The judge ruled that masks shouldn’t be mandatory for children at two schools in Weimar, Thuringia, after the mother of two children, aged 8 and 14, complained that the masks were giving them insomnia, nausea, and headaches.
‘I Saw Danger in Delay’
Judge Dettmar told the schools in Weimar that they could no longer enforce the order, as the mandates weren’t compatible with the welfare of the children involved.
His decision immediately sparked outrage in the state government, which called for his punishment and removal.
The judge’s ruling was overturned by the Higher Regional Court in Erfurt, following a complaint by the state’s education department, which forced students to once again wear masks in schools.
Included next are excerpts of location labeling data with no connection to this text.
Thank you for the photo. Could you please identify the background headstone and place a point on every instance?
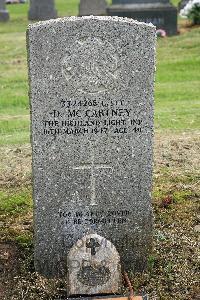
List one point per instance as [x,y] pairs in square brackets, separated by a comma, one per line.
[91,94]
[4,15]
[182,4]
[92,7]
[42,10]
[161,13]
[94,267]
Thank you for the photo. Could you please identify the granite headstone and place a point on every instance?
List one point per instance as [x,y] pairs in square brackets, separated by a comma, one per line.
[92,7]
[42,10]
[94,267]
[4,15]
[91,95]
[161,13]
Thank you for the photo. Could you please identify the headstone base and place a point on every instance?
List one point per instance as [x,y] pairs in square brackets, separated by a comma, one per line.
[4,15]
[162,15]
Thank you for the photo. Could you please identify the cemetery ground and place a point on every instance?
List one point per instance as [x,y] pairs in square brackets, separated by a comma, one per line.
[172,271]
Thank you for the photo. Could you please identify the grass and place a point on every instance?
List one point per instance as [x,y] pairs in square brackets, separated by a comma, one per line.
[177,88]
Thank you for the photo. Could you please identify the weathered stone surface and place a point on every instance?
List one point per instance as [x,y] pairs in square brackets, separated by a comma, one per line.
[42,10]
[92,7]
[161,13]
[94,267]
[91,95]
[4,15]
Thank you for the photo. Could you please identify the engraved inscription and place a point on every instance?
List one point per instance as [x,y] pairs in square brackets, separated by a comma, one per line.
[94,217]
[98,69]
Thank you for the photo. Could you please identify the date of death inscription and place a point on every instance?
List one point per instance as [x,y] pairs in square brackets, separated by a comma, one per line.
[110,217]
[79,118]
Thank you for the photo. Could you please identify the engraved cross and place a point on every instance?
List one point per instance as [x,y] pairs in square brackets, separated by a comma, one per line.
[92,167]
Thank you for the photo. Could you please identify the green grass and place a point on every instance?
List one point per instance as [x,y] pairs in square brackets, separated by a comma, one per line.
[177,89]
[15,202]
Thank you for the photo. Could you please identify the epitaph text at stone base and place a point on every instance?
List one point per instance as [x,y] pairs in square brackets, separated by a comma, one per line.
[91,95]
The district court in Erfurt stated that only an administrative court held the jurisdiction to make such a ruling and that Judge Dettmar’s decision didn’t fall under the scope of his court.
“The good cause of protecting children, which they may have had in the back of their minds, does not justify the way,” the district court judge said in his ruling.
Judge Dettmar defended his decision on the matter, arguing that he had merely consulted certified university experts.
“I still don’t know why I’m sitting here. I have three grown-up children myself. At that time, I was driven by the everyday life of the schoolchildren. I saw danger in delay. The reports I use come from experienced university professors,” he said.